The twins were off playing with sand, and Lucas was in front of me with a car and a dinosaur. He was a funny kid, very happy and content. When the twins were rolling around fighting, he took himself away and just watched their antics.
“Is Carter going?” Mandy, one of the mums who also had a child at Carter’s school asked me.
“Sorry, going where?”
“Jenna was just saying that all the kids from class have been invited for high tea at White Croft Manor Hotel for Isabella Collins sixth birthday.”
“Oh, I didn’t say all the kids,” Jenna jumped in.
“Oh, sorry, I thought you said the whole class has been . . .” Mandy trailed off as Jenna gave her a look.
I felt sick.
“I think what Jenna meant is that every kid in the class except for Carter has been invited to this party.”
It had happened before. Carter’s behaviour was a whole lot better than it had been, but it still wasn’t great. He wasn’t a bully, but he didn’t take shit either. Part of the problem was that I kept myself to myself and didn’t really involve myself with the playground clique, so Carter was almost always the first kid the parents blamed when anything kicked off. It didn’t matter who said or did what or who started it—if Carter’s name was mentioned then he was always the one to blame, even if he wasn’t there.
I wasn’t the type of parent that thought my kids were angels and could do no wrong, far from it. I had four boys and had seen what they could get up to, but I also knew my own son, and he wasn’t a bully.
“No, I didn’t say that . . .”
“Come on, Jenn, we both know how it is. I expected more from you though. I thought we were friends.”
I didn’t give her a chance to answer. I scooped Lucas up, collected the twins, and left.
My grandad told me once that if I felt lonely in a room full of friends, then I wasn’t really amongst friends.
The mothers’ group was a prime example of that. Those women pretended to be nice, but I knew that they were all whispering behind my back. I had seen all the posts on Facebook when they met up at each other’s houses for coffee mornings or at the park for play dates, none of which I got invited to. It was exactly the same with the Mums from school.

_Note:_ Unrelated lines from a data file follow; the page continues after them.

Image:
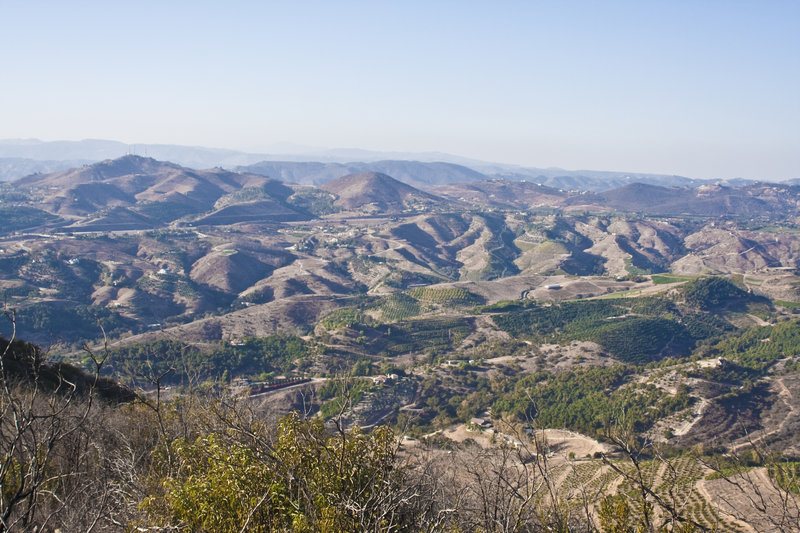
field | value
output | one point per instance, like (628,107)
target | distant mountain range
(19,158)
(134,192)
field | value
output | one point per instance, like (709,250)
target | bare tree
(43,409)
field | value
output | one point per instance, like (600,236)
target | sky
(705,89)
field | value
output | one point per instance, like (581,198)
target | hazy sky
(699,88)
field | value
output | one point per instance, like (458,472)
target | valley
(468,317)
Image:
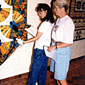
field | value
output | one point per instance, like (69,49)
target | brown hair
(61,3)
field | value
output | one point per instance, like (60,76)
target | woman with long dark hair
(43,38)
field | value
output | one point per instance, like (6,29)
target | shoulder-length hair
(49,16)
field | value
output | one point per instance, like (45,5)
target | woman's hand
(51,48)
(24,42)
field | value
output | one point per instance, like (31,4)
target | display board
(13,20)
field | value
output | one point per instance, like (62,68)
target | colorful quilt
(13,20)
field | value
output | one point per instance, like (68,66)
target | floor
(76,75)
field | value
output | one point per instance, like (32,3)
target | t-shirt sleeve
(68,34)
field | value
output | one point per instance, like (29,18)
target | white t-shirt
(64,30)
(45,39)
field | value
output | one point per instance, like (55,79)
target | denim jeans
(38,68)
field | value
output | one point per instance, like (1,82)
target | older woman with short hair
(62,39)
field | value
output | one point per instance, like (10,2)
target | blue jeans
(38,68)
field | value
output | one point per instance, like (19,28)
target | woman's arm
(34,38)
(61,45)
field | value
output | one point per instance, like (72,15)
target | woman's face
(57,10)
(42,14)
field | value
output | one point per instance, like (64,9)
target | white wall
(19,61)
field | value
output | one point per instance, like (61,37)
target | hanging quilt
(13,20)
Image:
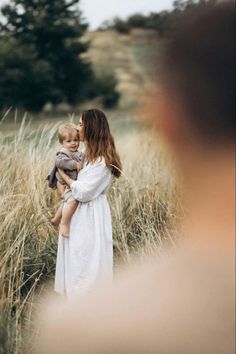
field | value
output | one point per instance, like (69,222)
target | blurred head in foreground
(195,112)
(183,303)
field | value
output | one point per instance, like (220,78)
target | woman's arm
(66,178)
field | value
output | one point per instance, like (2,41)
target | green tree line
(160,22)
(41,56)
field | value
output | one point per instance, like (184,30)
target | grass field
(145,201)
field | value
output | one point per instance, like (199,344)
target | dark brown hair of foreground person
(199,67)
(100,141)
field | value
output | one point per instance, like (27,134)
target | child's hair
(66,131)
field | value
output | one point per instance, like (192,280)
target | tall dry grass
(144,205)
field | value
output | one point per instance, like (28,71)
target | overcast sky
(97,11)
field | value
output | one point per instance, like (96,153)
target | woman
(86,257)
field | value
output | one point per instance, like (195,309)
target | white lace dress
(86,257)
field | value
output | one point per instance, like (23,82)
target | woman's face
(80,129)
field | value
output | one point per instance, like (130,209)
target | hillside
(129,56)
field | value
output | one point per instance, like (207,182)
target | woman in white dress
(86,257)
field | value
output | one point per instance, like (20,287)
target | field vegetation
(145,201)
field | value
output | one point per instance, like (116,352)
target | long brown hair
(100,142)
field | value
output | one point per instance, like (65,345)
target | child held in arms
(70,160)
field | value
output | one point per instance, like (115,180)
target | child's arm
(79,166)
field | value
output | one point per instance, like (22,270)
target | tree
(44,36)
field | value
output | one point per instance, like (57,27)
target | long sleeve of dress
(65,163)
(91,182)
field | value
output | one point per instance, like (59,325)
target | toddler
(69,159)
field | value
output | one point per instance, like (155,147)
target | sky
(97,11)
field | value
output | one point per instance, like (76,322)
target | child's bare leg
(67,212)
(60,189)
(57,217)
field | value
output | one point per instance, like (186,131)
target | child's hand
(79,166)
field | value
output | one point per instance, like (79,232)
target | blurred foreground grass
(145,207)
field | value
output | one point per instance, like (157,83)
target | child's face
(71,142)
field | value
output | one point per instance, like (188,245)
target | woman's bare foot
(64,230)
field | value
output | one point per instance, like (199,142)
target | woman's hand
(66,178)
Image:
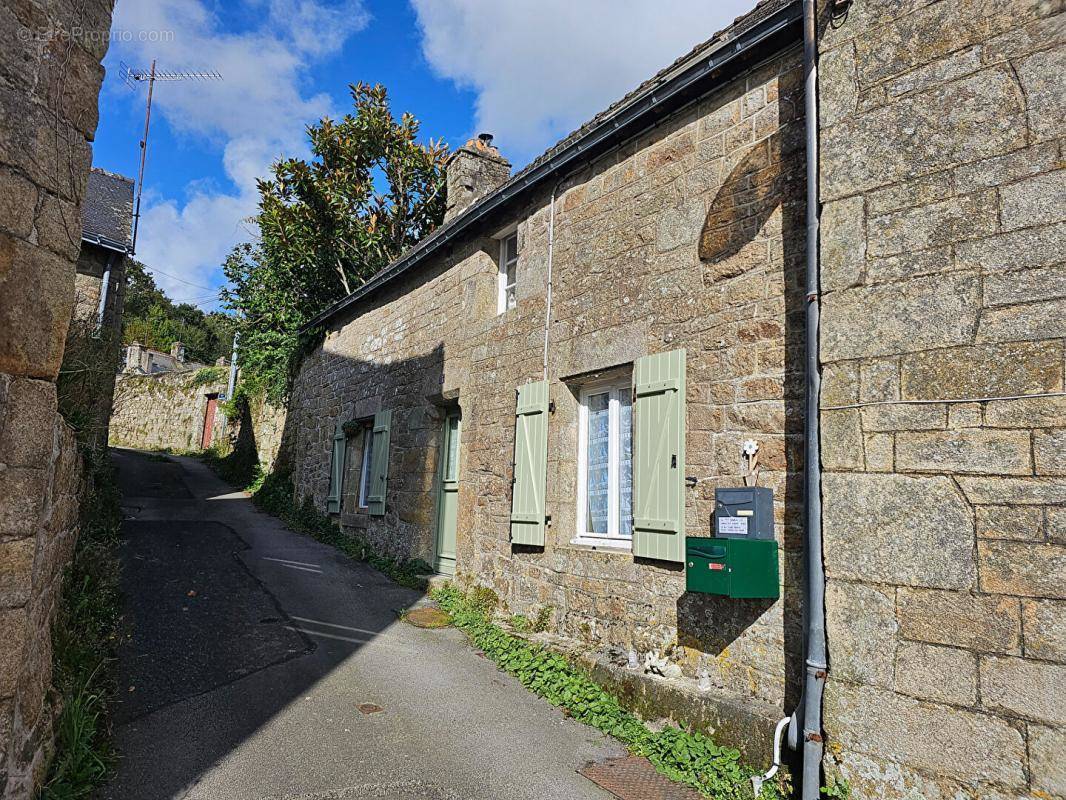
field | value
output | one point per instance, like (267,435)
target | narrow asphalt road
(253,649)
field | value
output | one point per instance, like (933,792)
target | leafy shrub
(692,758)
(84,637)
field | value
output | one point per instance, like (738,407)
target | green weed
(688,757)
(84,637)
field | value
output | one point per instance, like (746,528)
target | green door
(448,494)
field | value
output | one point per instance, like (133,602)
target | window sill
(602,545)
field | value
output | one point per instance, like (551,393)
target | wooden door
(212,406)
(448,492)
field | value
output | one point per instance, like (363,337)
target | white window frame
(368,443)
(616,387)
(502,285)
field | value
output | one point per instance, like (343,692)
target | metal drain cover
(633,778)
(427,618)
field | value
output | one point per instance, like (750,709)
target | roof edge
(675,88)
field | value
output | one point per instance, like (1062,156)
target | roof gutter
(688,81)
(102,241)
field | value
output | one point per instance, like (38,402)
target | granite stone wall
(49,82)
(165,410)
(690,237)
(943,281)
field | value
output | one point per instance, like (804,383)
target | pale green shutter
(531,464)
(659,457)
(380,463)
(336,470)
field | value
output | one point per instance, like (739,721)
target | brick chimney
(474,171)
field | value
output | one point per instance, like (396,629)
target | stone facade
(49,84)
(690,237)
(942,404)
(166,410)
(943,278)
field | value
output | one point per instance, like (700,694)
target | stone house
(544,395)
(49,118)
(106,245)
(92,352)
(139,360)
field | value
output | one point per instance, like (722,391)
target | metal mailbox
(732,568)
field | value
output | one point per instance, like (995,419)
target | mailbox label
(732,525)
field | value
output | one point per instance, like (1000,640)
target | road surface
(253,649)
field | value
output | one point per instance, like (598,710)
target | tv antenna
(133,77)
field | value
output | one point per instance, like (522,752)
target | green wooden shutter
(531,464)
(337,470)
(380,463)
(659,457)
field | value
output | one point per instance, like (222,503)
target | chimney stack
(477,169)
(134,354)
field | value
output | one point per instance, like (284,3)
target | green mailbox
(733,568)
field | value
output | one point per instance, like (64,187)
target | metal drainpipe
(105,285)
(551,249)
(817,666)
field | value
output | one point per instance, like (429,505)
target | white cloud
(543,67)
(256,113)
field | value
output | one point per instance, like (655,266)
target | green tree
(157,322)
(370,192)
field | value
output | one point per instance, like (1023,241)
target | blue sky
(527,70)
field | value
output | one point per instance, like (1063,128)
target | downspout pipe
(817,665)
(551,251)
(232,368)
(105,286)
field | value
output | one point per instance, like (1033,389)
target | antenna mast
(131,78)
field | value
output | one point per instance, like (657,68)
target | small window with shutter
(337,469)
(659,457)
(530,465)
(606,464)
(378,460)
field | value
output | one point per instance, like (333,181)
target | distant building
(92,355)
(106,245)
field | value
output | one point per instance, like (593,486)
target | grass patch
(688,757)
(84,637)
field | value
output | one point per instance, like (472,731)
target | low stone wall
(268,427)
(164,410)
(38,517)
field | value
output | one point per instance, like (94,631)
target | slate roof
(108,210)
(705,59)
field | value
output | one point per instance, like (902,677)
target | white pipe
(551,246)
(757,781)
(232,367)
(105,285)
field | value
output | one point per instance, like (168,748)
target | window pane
(453,448)
(625,462)
(598,462)
(368,454)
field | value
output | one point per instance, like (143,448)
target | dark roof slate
(523,178)
(108,210)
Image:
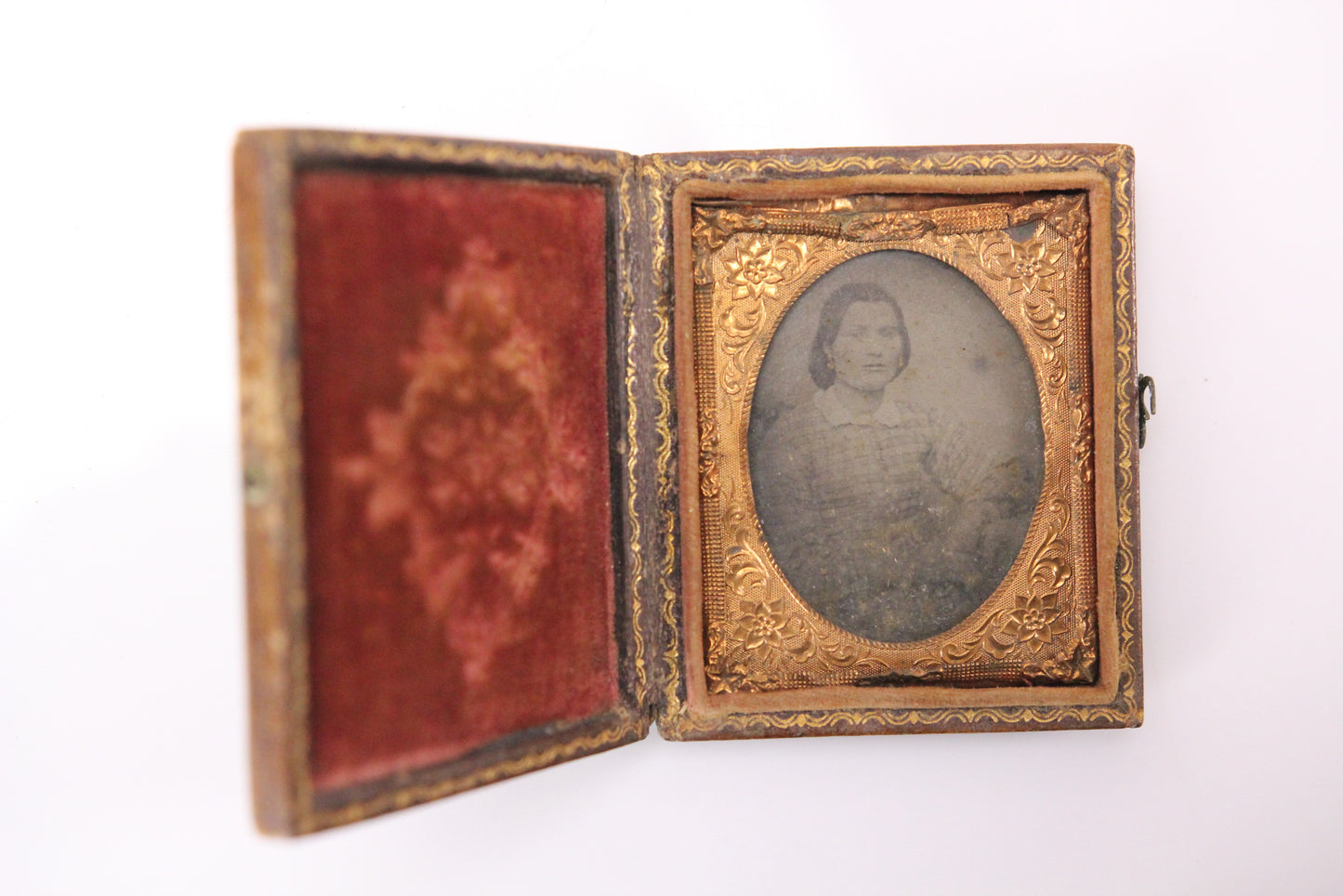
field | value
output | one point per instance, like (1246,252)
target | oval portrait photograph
(895,446)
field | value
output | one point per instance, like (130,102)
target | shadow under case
(543,445)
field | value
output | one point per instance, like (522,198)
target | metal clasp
(1146,406)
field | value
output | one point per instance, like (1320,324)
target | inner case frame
(1100,691)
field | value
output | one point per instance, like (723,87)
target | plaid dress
(873,519)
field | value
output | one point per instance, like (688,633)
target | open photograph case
(546,445)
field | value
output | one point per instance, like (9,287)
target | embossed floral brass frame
(748,235)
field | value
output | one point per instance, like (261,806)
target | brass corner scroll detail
(751,263)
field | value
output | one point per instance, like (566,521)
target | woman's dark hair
(832,314)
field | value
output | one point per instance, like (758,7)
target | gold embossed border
(751,263)
(1105,172)
(265,165)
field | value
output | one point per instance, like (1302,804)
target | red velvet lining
(453,344)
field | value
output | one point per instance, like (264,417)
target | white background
(123,747)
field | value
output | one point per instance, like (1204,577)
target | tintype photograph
(895,441)
(895,445)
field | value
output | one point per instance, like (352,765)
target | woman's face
(866,349)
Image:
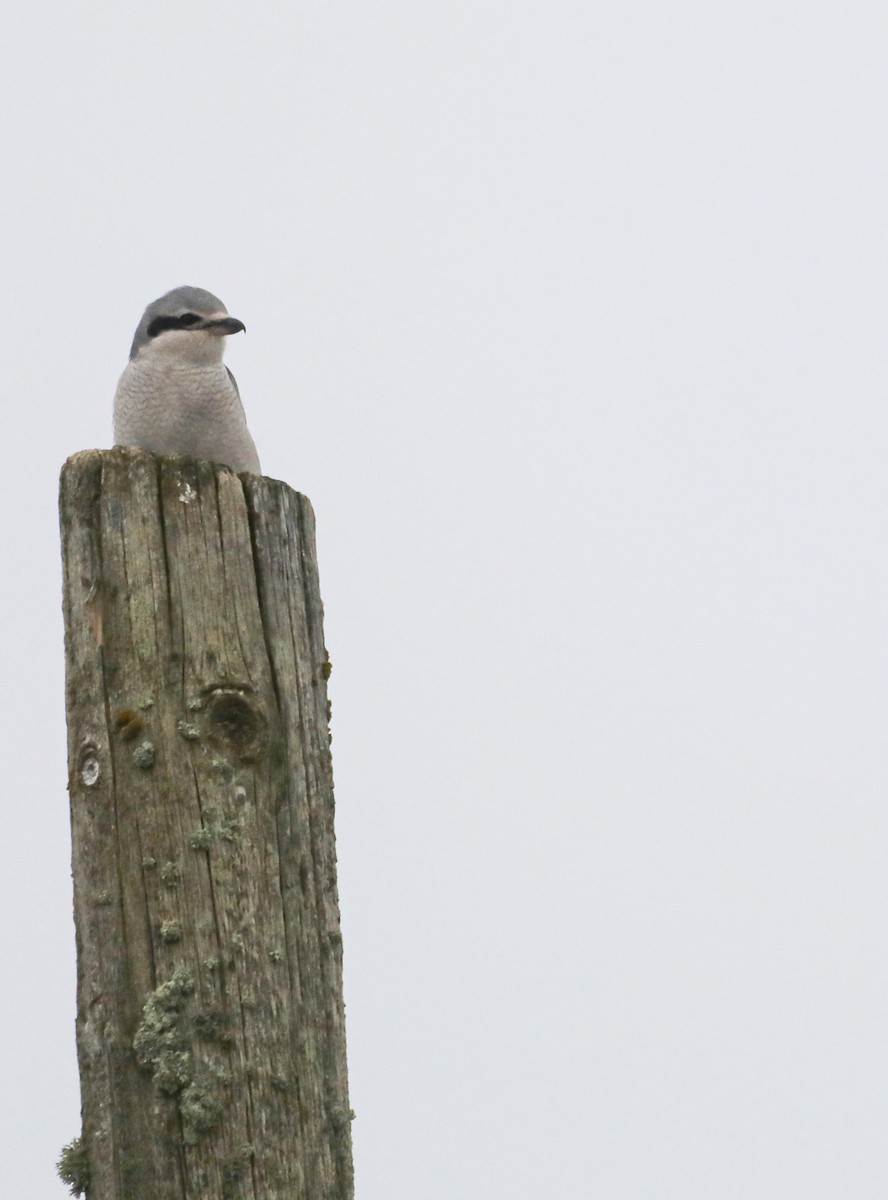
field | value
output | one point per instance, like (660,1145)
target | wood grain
(210,1018)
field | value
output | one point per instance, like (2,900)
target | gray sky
(570,321)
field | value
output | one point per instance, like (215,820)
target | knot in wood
(237,721)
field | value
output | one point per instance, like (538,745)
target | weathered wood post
(210,1019)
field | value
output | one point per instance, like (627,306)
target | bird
(175,395)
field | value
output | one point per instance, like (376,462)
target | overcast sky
(570,319)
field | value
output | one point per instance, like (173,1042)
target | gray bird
(175,395)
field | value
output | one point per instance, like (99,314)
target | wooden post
(210,1024)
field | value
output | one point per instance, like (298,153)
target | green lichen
(201,1109)
(160,1041)
(144,755)
(73,1167)
(162,1047)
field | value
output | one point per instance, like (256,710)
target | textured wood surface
(210,1019)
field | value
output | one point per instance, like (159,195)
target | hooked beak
(222,325)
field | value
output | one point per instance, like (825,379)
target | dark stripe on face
(162,323)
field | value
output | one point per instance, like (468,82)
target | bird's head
(186,323)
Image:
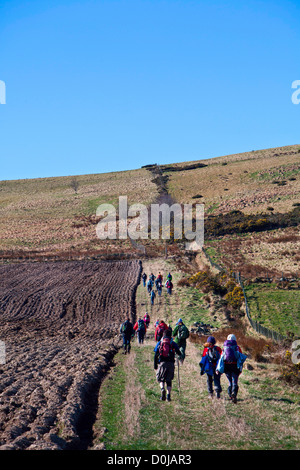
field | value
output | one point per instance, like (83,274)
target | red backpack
(166,350)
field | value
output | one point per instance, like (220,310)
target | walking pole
(178,377)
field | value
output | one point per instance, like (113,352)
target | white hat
(231,338)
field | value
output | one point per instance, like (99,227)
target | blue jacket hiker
(210,357)
(164,363)
(231,363)
(127,333)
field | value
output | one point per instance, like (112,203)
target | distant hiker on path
(127,332)
(140,329)
(169,286)
(147,319)
(231,363)
(210,357)
(152,297)
(164,363)
(181,334)
(159,288)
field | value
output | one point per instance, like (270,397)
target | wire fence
(268,333)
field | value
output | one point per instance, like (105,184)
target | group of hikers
(171,346)
(157,282)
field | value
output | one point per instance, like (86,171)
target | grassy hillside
(131,416)
(251,181)
(57,215)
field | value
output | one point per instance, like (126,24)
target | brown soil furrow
(59,322)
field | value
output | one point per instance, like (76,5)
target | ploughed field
(59,322)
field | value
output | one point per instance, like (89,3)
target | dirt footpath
(59,323)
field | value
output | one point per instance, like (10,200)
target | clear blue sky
(109,85)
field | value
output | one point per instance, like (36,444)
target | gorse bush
(238,222)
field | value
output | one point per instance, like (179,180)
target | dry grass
(227,183)
(46,214)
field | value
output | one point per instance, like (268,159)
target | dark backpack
(213,355)
(183,332)
(166,351)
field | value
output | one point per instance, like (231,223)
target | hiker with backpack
(164,363)
(147,319)
(180,335)
(231,363)
(159,288)
(140,329)
(152,297)
(210,357)
(169,286)
(144,277)
(159,330)
(127,333)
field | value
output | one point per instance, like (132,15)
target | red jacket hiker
(161,327)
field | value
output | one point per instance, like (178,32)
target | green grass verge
(275,309)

I didn’t know what I did to them, and they never said anything straight out. They all smiled to my face or stopped to chat, but I never got any invites. I wondered if maybe because of Carters behaviour, they considered me a failure as a mother and were just worried that it might rub off.
I cried in the car on the way home. I turned up the radio and sang along to OneRepublic’s “Counting Stars” through my tears. They weren’t for me though. I cried for my son. I cried because I knew how hurt he was gonna be when he found out all the other kids were going to a party except him. It was the guilt that caused my tears. This was my fault. It was my fault for being such a shitty parent, and it made me worry about whether my other children would go through the same thing Carter was. Would my bad parenting impact their little lives too?